In the Nov. 27 issue of the Mail Tribune, there was an article about Americans' obsession with a white Christmas. What's the probability of a white Christmas in the Rogue Valley? How do we compare with other areas in Oregon and Northern California?

— Al S., Medford

To paraphrase a former president of the United States, it depends on what your definition of "white Christmas" is, Al.

According to the meteorologists at the National Weather Service office in Medford, measurable snow has fallen on Dec. 25 four times since the Weather Service began keeping official records here in 1911. Medford had snow on Christmas in 1954, 1965, 1988 and 2007, but there's never been more than seven-tenths of an inch of snow on Christmas day.

Statistically, that works out to about one white Christmas every 24 years — not exactly the best odds.

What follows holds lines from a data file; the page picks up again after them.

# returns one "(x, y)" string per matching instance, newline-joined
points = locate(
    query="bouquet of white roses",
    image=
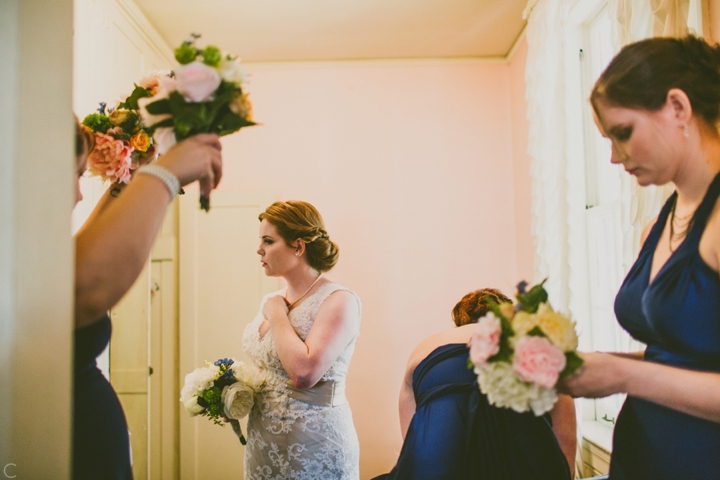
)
(221, 390)
(520, 351)
(203, 95)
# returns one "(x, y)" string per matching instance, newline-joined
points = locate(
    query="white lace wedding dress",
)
(289, 438)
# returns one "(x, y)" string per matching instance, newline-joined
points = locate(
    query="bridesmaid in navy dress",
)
(111, 249)
(659, 103)
(451, 432)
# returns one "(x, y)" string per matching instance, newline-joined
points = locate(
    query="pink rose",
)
(538, 361)
(164, 138)
(485, 340)
(111, 159)
(197, 81)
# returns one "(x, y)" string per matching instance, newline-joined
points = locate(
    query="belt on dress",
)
(326, 393)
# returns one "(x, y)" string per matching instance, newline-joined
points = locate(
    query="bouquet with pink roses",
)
(203, 95)
(520, 351)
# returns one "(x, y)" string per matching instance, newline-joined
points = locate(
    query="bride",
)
(303, 337)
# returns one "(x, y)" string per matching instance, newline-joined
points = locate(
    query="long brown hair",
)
(474, 305)
(641, 75)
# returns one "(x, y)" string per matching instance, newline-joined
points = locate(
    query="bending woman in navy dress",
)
(111, 250)
(451, 432)
(659, 103)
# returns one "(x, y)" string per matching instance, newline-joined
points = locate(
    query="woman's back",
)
(455, 434)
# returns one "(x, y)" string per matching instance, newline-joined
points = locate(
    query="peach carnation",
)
(111, 159)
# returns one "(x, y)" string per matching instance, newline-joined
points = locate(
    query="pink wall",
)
(522, 182)
(411, 165)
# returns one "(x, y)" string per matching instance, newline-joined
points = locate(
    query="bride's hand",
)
(275, 306)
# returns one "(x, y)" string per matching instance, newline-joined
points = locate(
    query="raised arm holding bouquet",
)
(202, 95)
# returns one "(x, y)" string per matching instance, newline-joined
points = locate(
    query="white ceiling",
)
(326, 30)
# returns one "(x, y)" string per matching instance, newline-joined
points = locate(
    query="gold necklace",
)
(290, 306)
(674, 237)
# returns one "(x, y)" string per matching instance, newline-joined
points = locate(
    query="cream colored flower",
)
(192, 407)
(231, 71)
(241, 106)
(523, 322)
(559, 329)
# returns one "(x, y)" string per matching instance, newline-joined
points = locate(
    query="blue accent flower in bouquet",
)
(520, 351)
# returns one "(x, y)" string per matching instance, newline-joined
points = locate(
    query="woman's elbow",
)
(91, 303)
(303, 380)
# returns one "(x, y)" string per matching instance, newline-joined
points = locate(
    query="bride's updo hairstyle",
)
(474, 305)
(641, 75)
(295, 220)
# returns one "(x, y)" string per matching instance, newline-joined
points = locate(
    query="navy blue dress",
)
(678, 317)
(101, 447)
(455, 434)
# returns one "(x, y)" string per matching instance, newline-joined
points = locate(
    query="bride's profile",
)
(302, 339)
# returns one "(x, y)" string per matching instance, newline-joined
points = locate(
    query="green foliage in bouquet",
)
(227, 111)
(97, 122)
(191, 118)
(529, 301)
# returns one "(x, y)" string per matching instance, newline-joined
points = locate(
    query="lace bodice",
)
(288, 438)
(263, 351)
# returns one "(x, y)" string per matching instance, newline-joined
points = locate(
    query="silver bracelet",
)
(170, 180)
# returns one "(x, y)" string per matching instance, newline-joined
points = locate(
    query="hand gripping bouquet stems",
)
(520, 351)
(223, 390)
(203, 95)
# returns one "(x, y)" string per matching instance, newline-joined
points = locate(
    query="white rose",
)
(165, 138)
(192, 407)
(238, 399)
(197, 81)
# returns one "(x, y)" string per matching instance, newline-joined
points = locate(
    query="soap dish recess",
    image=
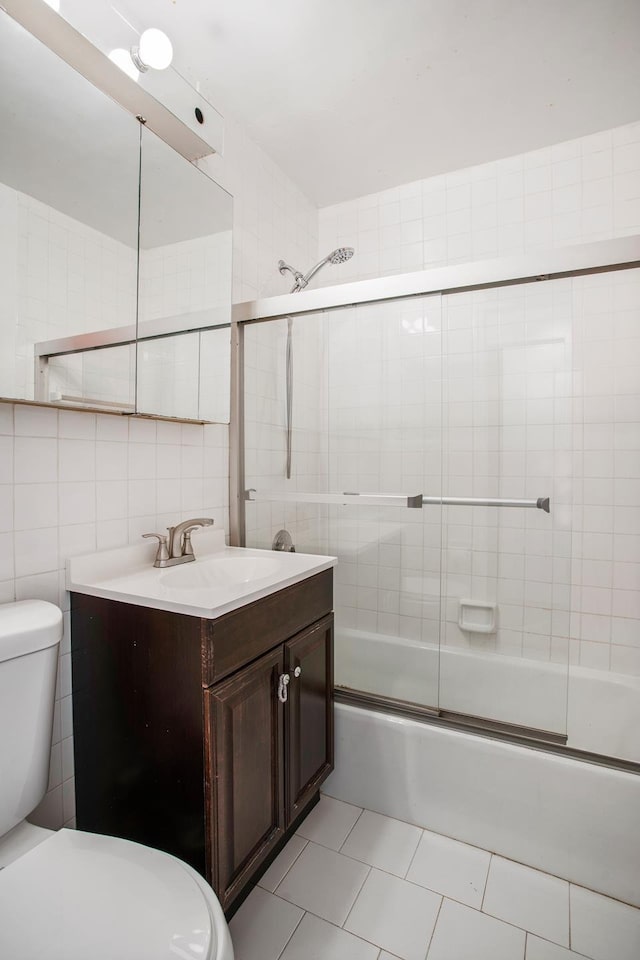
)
(477, 616)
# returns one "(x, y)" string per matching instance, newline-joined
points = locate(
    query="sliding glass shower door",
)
(366, 442)
(428, 435)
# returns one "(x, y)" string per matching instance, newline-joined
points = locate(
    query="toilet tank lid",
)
(27, 626)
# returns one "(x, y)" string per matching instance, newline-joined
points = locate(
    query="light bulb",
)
(154, 50)
(122, 59)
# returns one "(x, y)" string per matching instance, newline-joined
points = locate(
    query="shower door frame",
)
(600, 257)
(580, 260)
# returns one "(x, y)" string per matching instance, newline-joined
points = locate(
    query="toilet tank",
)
(30, 634)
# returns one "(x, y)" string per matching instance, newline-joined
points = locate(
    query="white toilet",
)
(68, 895)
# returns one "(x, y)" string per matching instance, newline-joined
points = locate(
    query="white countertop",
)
(208, 587)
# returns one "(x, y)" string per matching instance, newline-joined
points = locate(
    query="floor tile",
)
(318, 940)
(329, 822)
(396, 915)
(454, 869)
(538, 949)
(285, 859)
(603, 929)
(323, 882)
(465, 934)
(383, 842)
(529, 899)
(262, 926)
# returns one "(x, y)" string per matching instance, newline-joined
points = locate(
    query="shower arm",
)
(307, 277)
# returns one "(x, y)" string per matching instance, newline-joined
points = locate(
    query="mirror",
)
(185, 285)
(68, 214)
(75, 283)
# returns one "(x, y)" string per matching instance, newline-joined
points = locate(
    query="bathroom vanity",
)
(207, 736)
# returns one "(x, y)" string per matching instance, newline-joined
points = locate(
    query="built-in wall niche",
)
(115, 251)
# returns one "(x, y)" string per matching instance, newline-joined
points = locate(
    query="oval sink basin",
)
(222, 572)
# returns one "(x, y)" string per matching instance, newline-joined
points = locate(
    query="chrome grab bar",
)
(540, 503)
(389, 500)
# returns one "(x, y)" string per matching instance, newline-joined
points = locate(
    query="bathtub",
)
(599, 711)
(570, 818)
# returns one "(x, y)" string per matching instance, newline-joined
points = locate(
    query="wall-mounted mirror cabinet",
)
(115, 251)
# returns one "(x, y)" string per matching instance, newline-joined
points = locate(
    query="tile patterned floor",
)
(354, 885)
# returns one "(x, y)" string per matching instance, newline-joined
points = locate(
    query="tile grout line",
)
(486, 884)
(413, 856)
(295, 860)
(355, 900)
(569, 905)
(350, 831)
(426, 956)
(292, 933)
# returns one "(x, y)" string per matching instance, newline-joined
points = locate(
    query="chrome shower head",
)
(341, 255)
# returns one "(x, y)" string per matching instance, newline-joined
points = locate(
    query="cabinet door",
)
(309, 714)
(244, 782)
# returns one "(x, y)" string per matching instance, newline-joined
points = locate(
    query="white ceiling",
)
(355, 96)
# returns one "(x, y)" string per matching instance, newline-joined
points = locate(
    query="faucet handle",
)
(163, 552)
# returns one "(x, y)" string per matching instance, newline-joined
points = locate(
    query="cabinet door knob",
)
(283, 682)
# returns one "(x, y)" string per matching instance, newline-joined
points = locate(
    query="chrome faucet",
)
(176, 547)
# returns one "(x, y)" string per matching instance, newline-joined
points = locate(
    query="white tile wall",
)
(574, 192)
(76, 482)
(272, 219)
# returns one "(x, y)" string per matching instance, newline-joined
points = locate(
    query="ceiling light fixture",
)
(154, 50)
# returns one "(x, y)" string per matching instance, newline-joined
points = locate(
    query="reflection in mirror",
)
(68, 220)
(105, 377)
(185, 285)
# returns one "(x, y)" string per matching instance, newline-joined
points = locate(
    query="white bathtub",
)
(573, 819)
(599, 711)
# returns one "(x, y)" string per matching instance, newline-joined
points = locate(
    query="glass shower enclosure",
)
(437, 443)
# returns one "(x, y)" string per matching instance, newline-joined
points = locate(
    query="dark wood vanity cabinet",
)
(188, 736)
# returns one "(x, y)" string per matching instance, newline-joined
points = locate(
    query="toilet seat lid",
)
(79, 895)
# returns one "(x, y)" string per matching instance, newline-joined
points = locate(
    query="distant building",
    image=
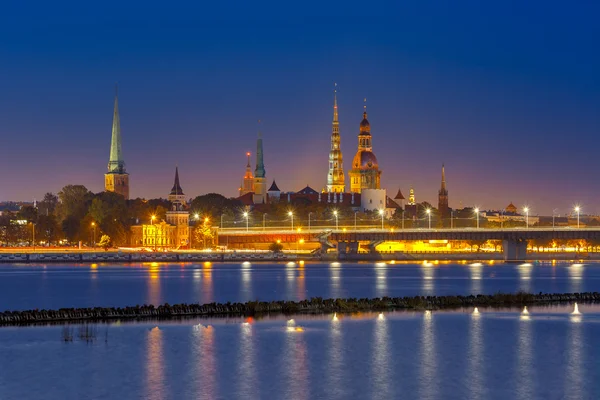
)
(116, 179)
(260, 184)
(443, 207)
(365, 173)
(172, 233)
(247, 185)
(335, 174)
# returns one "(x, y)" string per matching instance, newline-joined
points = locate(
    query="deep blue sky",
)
(506, 94)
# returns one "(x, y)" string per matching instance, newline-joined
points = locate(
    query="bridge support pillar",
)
(515, 250)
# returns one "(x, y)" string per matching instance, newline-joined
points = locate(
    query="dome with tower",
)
(365, 173)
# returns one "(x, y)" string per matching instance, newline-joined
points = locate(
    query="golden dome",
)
(365, 159)
(365, 126)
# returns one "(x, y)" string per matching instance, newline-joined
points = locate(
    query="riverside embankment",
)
(314, 305)
(241, 256)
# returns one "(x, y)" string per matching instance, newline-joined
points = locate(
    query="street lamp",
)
(246, 216)
(33, 234)
(428, 211)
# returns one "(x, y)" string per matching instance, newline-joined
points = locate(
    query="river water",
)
(548, 353)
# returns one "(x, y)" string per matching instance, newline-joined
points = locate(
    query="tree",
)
(203, 233)
(214, 204)
(73, 202)
(276, 247)
(104, 242)
(47, 228)
(48, 205)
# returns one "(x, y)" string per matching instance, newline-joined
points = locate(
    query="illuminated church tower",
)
(116, 180)
(443, 208)
(248, 181)
(365, 173)
(178, 215)
(260, 184)
(335, 176)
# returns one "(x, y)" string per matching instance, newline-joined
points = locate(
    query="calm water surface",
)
(451, 355)
(54, 286)
(547, 354)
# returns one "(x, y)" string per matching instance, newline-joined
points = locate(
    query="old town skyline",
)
(518, 126)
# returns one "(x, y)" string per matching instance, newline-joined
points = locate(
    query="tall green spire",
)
(259, 171)
(116, 163)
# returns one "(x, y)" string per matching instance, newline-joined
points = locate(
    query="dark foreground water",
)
(546, 354)
(54, 286)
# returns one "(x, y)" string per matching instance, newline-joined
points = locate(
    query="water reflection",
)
(574, 371)
(206, 295)
(335, 359)
(380, 364)
(296, 363)
(476, 364)
(336, 285)
(575, 277)
(381, 280)
(525, 277)
(204, 339)
(248, 382)
(247, 281)
(154, 284)
(476, 270)
(427, 381)
(524, 367)
(155, 364)
(428, 282)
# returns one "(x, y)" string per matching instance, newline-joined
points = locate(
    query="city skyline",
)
(432, 103)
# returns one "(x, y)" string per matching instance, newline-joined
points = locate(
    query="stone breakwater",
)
(314, 305)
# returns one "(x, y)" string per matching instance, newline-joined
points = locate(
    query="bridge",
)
(514, 240)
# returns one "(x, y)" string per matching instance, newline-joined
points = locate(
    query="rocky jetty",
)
(313, 305)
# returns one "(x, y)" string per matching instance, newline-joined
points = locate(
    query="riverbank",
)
(242, 256)
(314, 305)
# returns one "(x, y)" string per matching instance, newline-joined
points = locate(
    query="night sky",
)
(506, 94)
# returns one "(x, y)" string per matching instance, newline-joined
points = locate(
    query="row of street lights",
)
(428, 211)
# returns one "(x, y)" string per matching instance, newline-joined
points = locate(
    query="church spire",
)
(177, 190)
(116, 163)
(443, 189)
(335, 175)
(259, 171)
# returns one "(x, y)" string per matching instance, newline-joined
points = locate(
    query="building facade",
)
(116, 179)
(247, 185)
(335, 174)
(365, 173)
(179, 216)
(443, 207)
(260, 183)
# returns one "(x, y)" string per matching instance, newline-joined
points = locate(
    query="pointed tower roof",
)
(177, 190)
(259, 171)
(116, 163)
(274, 187)
(399, 195)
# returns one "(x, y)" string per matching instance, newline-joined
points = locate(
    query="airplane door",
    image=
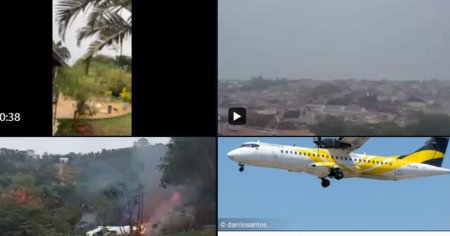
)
(398, 171)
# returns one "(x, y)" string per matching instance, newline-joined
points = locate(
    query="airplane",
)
(334, 158)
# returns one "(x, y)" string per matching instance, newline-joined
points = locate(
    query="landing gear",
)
(325, 182)
(336, 173)
(339, 175)
(241, 167)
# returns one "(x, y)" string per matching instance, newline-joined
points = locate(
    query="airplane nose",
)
(232, 154)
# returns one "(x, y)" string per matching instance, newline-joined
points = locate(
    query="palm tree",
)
(105, 21)
(62, 51)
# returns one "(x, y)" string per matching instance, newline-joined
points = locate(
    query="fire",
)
(22, 196)
(176, 197)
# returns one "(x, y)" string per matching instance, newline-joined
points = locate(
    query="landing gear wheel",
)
(241, 167)
(339, 175)
(325, 182)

There have been a number of years when a trace of snow fell on Dec. 25, but that hardly counts when you want your neighborhood to look like a winter wonderland.

Medford's biggest-ever Christmas-time snow storm came on Dec. 24, 1916, when there were three inches on the ground. An inch of snow fell last year on Dec. 24, too.

If you live at a higher elevation, your chances of a white Christmas are somewhat better because the snow level often sinks to around 1,500 feet this time of year, just slightly above Medford.

Our local weather varies tremendously over the space of a few miles or a few hundred feet of elevation.

A few years back, there was a half-inch of mushy slush in Grants Pass (elevation about 1,000 feet) and more than a foot of snow at 1,500 feet, barely five or six miles away, as the crow flies.